I have a topology running on a Storm cluster with 3 supervisor nodes(32GRAM each node). In the first several days, the topology goes well, everything is ok. But the following error always occurred and the topology gone down after several days running:
java.lang.RuntimeException: java.lang.RuntimeException: java.lang.RuntimeException
org.apache.zookeeper.KeeperException$ConnectionLossException: KeeperErrorCode = ConnectionLoss for /brokers/topics/TOPICNAME/partitions at storm.kafka.ZkCoordinator.refresh
The topology uses a spout to consume messages from a remote Kafka service which sits on an remote server and this server is also the zookeeper service on.
I guess the reason for this exception is that the zookeeper server is instability, OR the network connection is unstable.

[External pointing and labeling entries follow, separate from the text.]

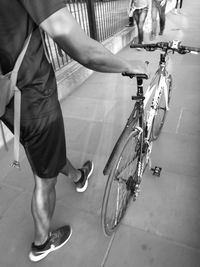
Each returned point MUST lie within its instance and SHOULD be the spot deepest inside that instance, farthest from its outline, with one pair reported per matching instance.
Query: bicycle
(131, 153)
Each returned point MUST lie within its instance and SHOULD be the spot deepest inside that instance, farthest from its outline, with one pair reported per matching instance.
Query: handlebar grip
(136, 46)
(190, 48)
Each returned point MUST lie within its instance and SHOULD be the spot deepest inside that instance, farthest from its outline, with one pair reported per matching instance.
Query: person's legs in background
(154, 14)
(162, 17)
(140, 17)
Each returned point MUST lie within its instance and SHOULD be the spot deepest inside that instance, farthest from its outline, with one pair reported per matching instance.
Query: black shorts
(44, 142)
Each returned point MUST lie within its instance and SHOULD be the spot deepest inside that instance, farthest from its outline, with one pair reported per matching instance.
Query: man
(42, 130)
(158, 8)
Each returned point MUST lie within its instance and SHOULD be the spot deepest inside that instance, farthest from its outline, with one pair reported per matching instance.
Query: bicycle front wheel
(120, 184)
(161, 110)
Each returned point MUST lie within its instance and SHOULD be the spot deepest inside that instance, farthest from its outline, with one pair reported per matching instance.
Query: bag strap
(17, 102)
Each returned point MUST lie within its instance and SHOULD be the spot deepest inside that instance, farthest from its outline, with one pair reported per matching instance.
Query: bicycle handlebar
(174, 46)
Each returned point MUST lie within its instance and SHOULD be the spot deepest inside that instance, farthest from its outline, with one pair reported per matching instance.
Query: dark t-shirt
(36, 78)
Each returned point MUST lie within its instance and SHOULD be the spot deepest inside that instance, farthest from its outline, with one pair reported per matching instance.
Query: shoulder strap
(17, 102)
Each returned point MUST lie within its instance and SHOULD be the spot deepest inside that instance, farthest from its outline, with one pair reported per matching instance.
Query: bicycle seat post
(139, 87)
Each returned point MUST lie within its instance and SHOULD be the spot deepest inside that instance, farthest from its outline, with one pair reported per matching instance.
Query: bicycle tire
(120, 181)
(161, 111)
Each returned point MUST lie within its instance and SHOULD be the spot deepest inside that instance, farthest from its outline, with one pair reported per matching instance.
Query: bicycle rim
(119, 187)
(161, 111)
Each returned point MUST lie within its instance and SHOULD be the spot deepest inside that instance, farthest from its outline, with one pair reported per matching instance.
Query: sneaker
(86, 172)
(56, 240)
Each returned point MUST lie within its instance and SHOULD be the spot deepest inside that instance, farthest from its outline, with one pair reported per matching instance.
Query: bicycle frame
(156, 86)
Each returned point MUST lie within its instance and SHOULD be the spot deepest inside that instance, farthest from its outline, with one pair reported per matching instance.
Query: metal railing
(100, 19)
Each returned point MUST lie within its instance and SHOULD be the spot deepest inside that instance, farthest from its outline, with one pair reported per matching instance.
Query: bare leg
(42, 207)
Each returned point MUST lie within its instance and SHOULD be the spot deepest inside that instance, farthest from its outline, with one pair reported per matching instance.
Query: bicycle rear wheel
(161, 110)
(121, 184)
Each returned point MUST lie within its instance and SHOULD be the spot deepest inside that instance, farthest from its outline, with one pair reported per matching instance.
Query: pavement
(162, 228)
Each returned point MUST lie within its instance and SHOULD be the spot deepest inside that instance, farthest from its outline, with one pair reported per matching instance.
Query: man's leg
(42, 207)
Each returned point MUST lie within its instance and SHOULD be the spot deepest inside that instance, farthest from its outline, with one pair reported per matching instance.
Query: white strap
(17, 118)
(17, 103)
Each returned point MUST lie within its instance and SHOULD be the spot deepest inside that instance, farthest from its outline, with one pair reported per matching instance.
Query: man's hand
(162, 3)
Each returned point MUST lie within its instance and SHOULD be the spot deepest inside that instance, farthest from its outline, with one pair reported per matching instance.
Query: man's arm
(67, 33)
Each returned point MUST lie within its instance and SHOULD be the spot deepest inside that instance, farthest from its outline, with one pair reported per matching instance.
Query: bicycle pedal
(156, 171)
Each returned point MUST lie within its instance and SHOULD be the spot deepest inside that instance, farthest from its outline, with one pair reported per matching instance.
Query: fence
(100, 19)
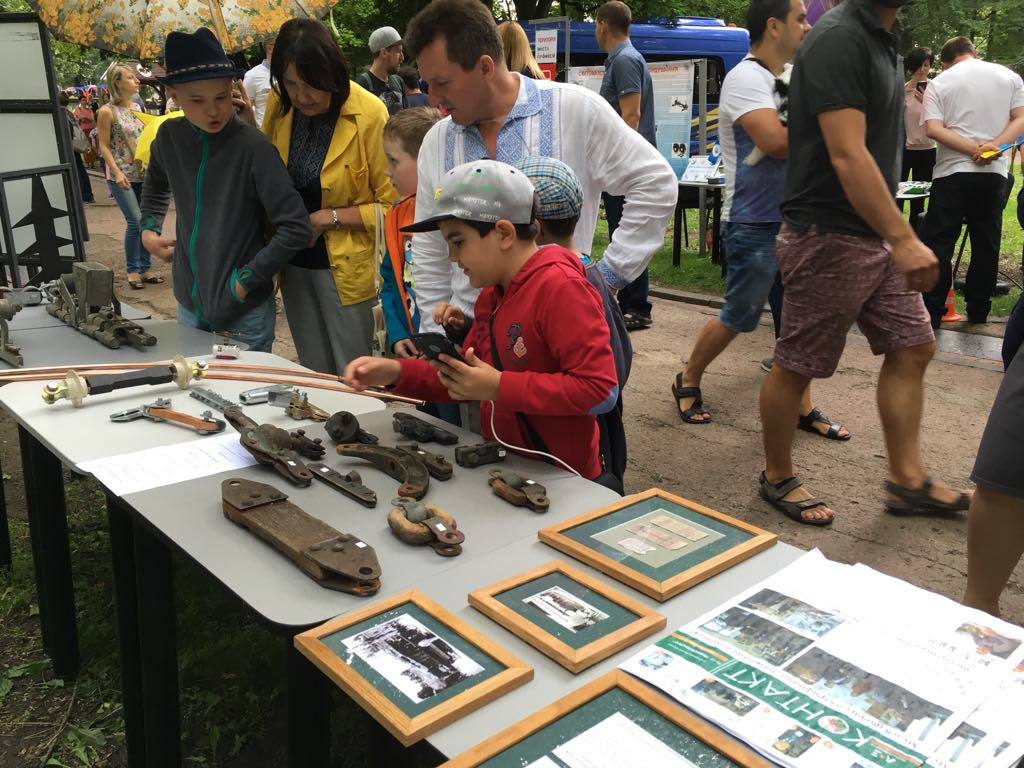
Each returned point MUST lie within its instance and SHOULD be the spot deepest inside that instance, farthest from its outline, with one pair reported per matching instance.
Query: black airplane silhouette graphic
(47, 245)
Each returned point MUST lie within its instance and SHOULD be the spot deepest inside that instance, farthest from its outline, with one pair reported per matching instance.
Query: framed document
(411, 664)
(566, 614)
(614, 722)
(657, 543)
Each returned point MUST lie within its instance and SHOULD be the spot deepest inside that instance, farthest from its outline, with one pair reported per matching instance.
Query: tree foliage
(995, 27)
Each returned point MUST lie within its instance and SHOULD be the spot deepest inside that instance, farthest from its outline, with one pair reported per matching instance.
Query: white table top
(190, 514)
(80, 434)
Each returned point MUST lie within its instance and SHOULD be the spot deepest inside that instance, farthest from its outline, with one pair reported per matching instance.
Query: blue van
(665, 39)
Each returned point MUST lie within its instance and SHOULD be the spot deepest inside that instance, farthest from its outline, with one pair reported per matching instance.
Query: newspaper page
(818, 666)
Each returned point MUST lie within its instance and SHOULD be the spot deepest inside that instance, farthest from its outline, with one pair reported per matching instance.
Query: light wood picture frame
(392, 697)
(630, 620)
(723, 542)
(514, 747)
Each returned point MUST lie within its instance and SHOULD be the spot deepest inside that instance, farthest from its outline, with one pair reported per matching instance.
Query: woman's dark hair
(317, 59)
(467, 26)
(916, 57)
(760, 11)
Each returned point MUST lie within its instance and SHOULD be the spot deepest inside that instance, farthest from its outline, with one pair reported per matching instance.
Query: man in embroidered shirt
(496, 114)
(628, 88)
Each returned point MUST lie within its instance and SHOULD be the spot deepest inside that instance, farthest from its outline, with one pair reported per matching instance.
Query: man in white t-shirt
(257, 82)
(749, 119)
(971, 108)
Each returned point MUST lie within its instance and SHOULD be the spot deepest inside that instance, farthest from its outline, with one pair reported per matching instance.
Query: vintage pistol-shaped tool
(296, 404)
(335, 560)
(161, 411)
(438, 467)
(344, 427)
(417, 429)
(349, 483)
(519, 491)
(481, 453)
(272, 445)
(407, 469)
(76, 388)
(420, 523)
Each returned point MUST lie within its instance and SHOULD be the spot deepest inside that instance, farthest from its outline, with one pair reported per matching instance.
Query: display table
(704, 187)
(53, 435)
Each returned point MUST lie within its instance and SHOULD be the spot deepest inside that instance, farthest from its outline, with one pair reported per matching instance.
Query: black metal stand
(5, 559)
(308, 712)
(126, 598)
(51, 552)
(158, 648)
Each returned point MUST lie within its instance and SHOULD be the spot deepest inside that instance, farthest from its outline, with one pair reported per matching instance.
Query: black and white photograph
(412, 657)
(565, 609)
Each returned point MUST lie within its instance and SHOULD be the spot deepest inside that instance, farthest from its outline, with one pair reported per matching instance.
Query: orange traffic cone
(950, 315)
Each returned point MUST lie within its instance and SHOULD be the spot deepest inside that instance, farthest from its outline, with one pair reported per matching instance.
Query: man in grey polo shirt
(628, 88)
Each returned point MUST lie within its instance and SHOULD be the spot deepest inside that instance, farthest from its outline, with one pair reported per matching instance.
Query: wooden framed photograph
(566, 614)
(657, 543)
(411, 664)
(614, 720)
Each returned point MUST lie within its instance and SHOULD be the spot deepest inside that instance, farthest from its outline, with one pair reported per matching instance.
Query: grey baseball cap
(483, 190)
(385, 37)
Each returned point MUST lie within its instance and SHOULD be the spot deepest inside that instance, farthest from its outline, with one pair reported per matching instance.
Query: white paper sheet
(619, 742)
(154, 468)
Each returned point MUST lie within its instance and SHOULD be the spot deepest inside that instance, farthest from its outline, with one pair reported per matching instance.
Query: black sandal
(635, 322)
(921, 502)
(680, 392)
(774, 494)
(807, 422)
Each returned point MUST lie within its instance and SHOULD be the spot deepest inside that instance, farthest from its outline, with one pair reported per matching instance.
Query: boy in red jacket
(538, 353)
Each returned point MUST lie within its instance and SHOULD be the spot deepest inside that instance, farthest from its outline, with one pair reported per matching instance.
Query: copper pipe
(221, 376)
(212, 366)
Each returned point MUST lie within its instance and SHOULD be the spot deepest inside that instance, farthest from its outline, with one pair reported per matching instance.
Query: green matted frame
(545, 730)
(629, 621)
(406, 719)
(728, 542)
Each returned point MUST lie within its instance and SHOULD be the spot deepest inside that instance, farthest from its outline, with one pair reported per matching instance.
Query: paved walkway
(718, 465)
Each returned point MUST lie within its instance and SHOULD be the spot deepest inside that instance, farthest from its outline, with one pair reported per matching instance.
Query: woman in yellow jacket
(329, 131)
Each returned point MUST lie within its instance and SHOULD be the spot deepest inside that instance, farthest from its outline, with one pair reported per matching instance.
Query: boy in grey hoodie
(228, 185)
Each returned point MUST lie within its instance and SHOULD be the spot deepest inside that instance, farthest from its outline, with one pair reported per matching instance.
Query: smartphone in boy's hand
(434, 345)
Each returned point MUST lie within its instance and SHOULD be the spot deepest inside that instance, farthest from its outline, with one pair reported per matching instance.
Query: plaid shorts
(833, 281)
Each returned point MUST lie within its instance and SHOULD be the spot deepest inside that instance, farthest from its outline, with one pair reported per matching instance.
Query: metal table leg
(5, 559)
(677, 230)
(308, 712)
(158, 648)
(126, 598)
(48, 528)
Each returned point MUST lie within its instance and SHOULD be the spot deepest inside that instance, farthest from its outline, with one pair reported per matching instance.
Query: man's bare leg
(781, 393)
(901, 397)
(712, 341)
(994, 546)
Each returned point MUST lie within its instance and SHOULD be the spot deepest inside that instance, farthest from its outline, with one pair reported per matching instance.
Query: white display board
(673, 85)
(23, 67)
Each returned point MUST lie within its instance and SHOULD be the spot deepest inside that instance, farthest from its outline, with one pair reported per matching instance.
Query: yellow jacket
(353, 174)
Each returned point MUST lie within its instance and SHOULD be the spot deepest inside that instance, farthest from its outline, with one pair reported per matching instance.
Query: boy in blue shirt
(228, 185)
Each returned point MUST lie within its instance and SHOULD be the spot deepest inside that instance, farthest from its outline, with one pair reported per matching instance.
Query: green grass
(700, 275)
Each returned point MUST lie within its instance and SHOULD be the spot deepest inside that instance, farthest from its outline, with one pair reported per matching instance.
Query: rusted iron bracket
(519, 491)
(420, 523)
(335, 560)
(408, 470)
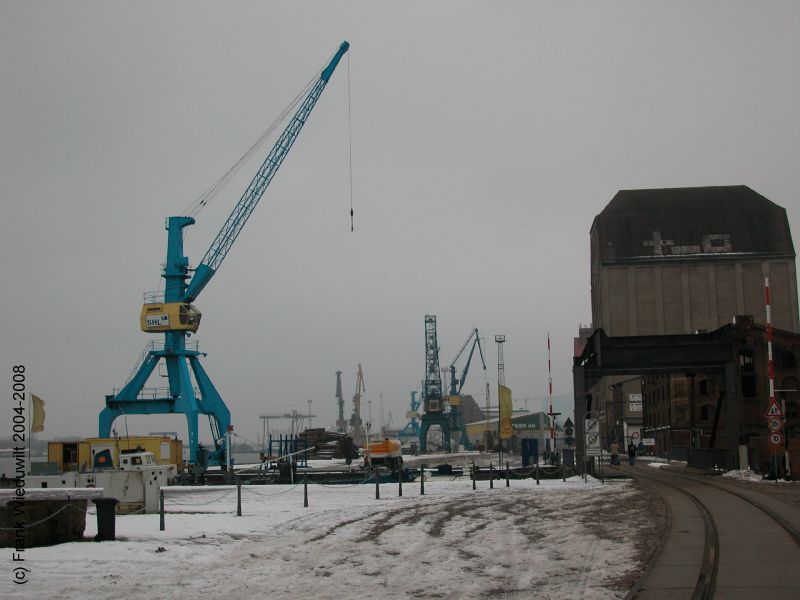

I have no permission to do anything with the remote kafka/zookeeper server, So I need a solution by my side to keep the topology running stably. Is there anyway to let the topology runs stably OR anyway to skip the exception while it comes out? Or is there anyway to resubmit topology automatically?
The first thing you should have done is to google for what causes the connection loss error.
Then go to storm's log files and view which line of code is causing the error.
The right way to do things is to find out what is causing the error.
However, if you want the quicker temporary solution, then use Storm's REST API to kill the topology. Then you can use a normal Java program or a script in any language to re-launch the topology from the commandline.